Senate debates
Wednesday, 15 August 2018
Bills
Restoring Territory Rights (Assisted Suicide Legislation) Bill 2015; Second Reading
12:28 pm
Tim Storer (SA, Independent) Share this | Hansard source
I welcome the opportunity to speak in the chamber and indicate my support for Senator Leyonhjelm's private member's bill, Restoring Territory Rights (Assisted Suicide Legislation) Bill 2015. I support the ability of the territories to control their own legislative agenda. Their elected representatives should be fully answerable to their voters for the decisions they take. I would be disappointed if the Turnbull government did not allow this bill, should it be carried in the Senate, to be debated in the House of Representatives. I see here a fundamental question that the Senate is being asked to address: the ability of the Commonwealth to override the legislative will of the ACT and the Northern Territory on the specific question of assisted dying. This bill, if passed, would give the territories the same legislative rights as the states, specifically on assisted dying, overturning a 20-year-old federal law which prevented the territories from legalising assisted dying. This bill, simply put, provides the territories with the opportunity to introduce and debate assisted dying legislation, should they wish to do so. It is important to note that it does not enable the Northern Territory to reinstate the original assisted dying legislation, which gave rise to the decision of the parliament of the Commonwealth to overturn that law. This is a matter of the democratic right of the territories and the people in them. It's a states' right matter, as passionately discussed by Senator Scullion earlier today. Voters in the ACT and the Northern Territory should have the same right as voters in South Australia and the other states to vote for or oppose politicians who pledge to legalise assisted dying.
Other senators here have discussed the question of assisted dying itself. I shall not do so. I simply want to deal with the legislation before me. Should I be asked to consider legislation on assisted dying itself, I would apply myself to considering, deeply, the details of what is being proposed and especially the safeguards contained in the measure. But that is not the case right now.

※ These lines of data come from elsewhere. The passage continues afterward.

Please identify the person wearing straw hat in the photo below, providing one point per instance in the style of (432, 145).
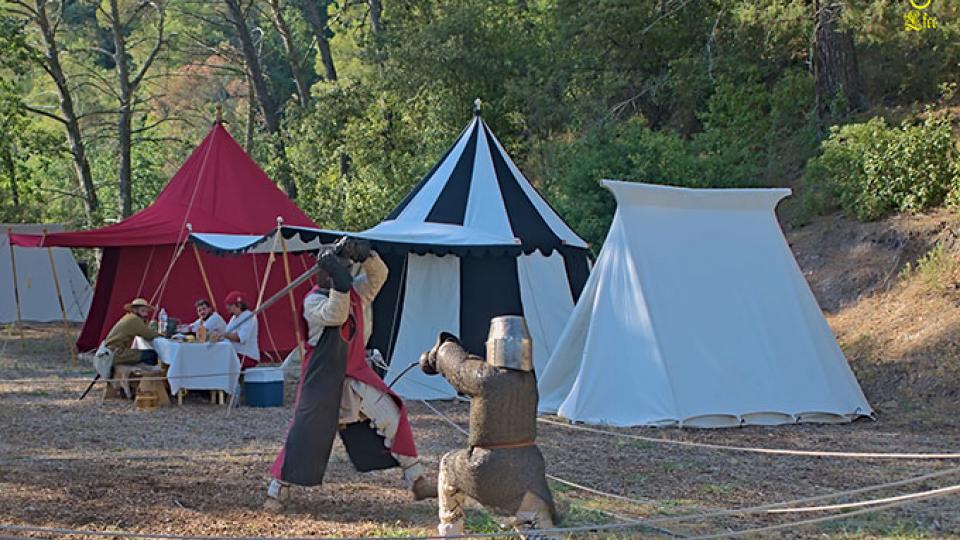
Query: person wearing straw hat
(129, 327)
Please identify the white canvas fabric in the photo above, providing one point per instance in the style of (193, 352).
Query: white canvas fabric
(697, 314)
(485, 204)
(431, 305)
(547, 301)
(38, 293)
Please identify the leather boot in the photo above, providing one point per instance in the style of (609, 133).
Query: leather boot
(424, 488)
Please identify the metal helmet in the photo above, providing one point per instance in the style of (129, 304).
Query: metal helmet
(508, 343)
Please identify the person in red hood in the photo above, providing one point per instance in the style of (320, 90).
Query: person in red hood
(338, 390)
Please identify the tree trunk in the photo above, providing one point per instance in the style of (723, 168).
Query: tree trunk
(376, 25)
(11, 165)
(251, 117)
(270, 116)
(293, 58)
(834, 62)
(67, 109)
(319, 18)
(125, 111)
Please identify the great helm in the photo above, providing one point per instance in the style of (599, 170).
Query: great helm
(508, 343)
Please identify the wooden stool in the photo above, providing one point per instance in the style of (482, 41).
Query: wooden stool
(149, 384)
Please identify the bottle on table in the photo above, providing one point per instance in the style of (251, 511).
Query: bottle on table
(162, 321)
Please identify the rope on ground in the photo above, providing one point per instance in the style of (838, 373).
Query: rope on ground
(508, 533)
(802, 523)
(895, 502)
(768, 508)
(871, 502)
(77, 380)
(774, 451)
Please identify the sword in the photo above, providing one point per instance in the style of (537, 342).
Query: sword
(87, 391)
(402, 373)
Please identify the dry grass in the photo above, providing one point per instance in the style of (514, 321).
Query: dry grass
(193, 470)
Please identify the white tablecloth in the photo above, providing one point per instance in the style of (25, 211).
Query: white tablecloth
(196, 366)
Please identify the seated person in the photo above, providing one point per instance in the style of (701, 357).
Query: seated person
(209, 318)
(130, 326)
(241, 331)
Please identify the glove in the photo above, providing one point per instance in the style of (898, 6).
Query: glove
(428, 360)
(428, 363)
(337, 269)
(355, 249)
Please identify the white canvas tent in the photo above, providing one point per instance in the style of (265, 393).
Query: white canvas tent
(473, 240)
(697, 314)
(38, 293)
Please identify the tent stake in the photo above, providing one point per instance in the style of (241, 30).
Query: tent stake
(203, 274)
(16, 284)
(63, 310)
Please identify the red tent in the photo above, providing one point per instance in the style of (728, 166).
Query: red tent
(219, 189)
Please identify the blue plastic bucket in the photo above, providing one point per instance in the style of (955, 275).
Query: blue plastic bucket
(263, 387)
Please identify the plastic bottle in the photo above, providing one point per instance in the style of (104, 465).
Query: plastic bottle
(162, 320)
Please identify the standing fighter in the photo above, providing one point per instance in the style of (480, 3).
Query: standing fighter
(503, 468)
(339, 390)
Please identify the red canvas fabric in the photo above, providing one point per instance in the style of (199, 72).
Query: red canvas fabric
(219, 189)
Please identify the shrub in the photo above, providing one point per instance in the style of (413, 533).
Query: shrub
(871, 169)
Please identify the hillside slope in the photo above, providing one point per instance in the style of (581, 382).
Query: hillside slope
(891, 292)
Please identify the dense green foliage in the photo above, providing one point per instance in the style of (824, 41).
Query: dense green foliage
(871, 169)
(686, 92)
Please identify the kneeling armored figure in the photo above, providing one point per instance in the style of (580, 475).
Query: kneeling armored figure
(502, 469)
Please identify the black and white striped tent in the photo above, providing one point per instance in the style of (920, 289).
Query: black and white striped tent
(496, 248)
(473, 240)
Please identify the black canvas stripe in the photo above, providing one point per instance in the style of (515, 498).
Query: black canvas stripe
(413, 193)
(388, 305)
(451, 206)
(575, 262)
(525, 221)
(489, 287)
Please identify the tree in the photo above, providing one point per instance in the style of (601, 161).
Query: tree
(317, 14)
(46, 22)
(271, 114)
(123, 17)
(293, 56)
(834, 62)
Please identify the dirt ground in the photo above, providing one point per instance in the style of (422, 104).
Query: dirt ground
(193, 470)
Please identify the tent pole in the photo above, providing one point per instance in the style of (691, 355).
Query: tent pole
(203, 274)
(63, 310)
(394, 324)
(293, 302)
(16, 284)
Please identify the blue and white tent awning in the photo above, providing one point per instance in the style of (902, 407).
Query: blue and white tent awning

That said, I have noted the processes that have occurred in other jurisdictions when legislators have been asked to consider bills. The legislation passed by the Victorian parliament at the end of last year, for example, followed a 10-month crossbench parliamentary inquiry set up after that state's legislative council agreed on such an approach in 2015. The relevant committee tabled its final report a year later. The government released its response six months after that. A ministerial advisory panel was then established and its 66 recommendations, informed by the work of the parliamentary inquiry, were completed a further six months later, in the middle of last year. Those recommendations were the building blocks for the legislation itself, which came into law at the end of last year, but not before an exhaustive debate in both houses of the Victorian parliament. As we have heard, the legislation will not be in effect until June 2019. So the reports and the decisions taken in Victoria have taken more than two, nearly three, years. From the outside, this appears to have been a thoughtful and measured way of gathering all the evidence for and against before any parliament makes a decision on a matter of such importance. Therefore, discussion of palliative care and related public policies with regard to assisted dying is admirable but is not being considered here today. Similarly, the discussion of the Victorian legislation and the findings from other jurisdictions, based on their legislation, is also not being considered here today. Again, this is a matter of the democratic rights of the territories to have the same rights as voters in South Australia and other states to vote for or oppose politicians who pledge to legalise assisted dying. Therefore, I will be supporting the legislation before the Senate today, Restoring Territory Rights (Assisted Suicide Legislation) Bill 2015, on that basis.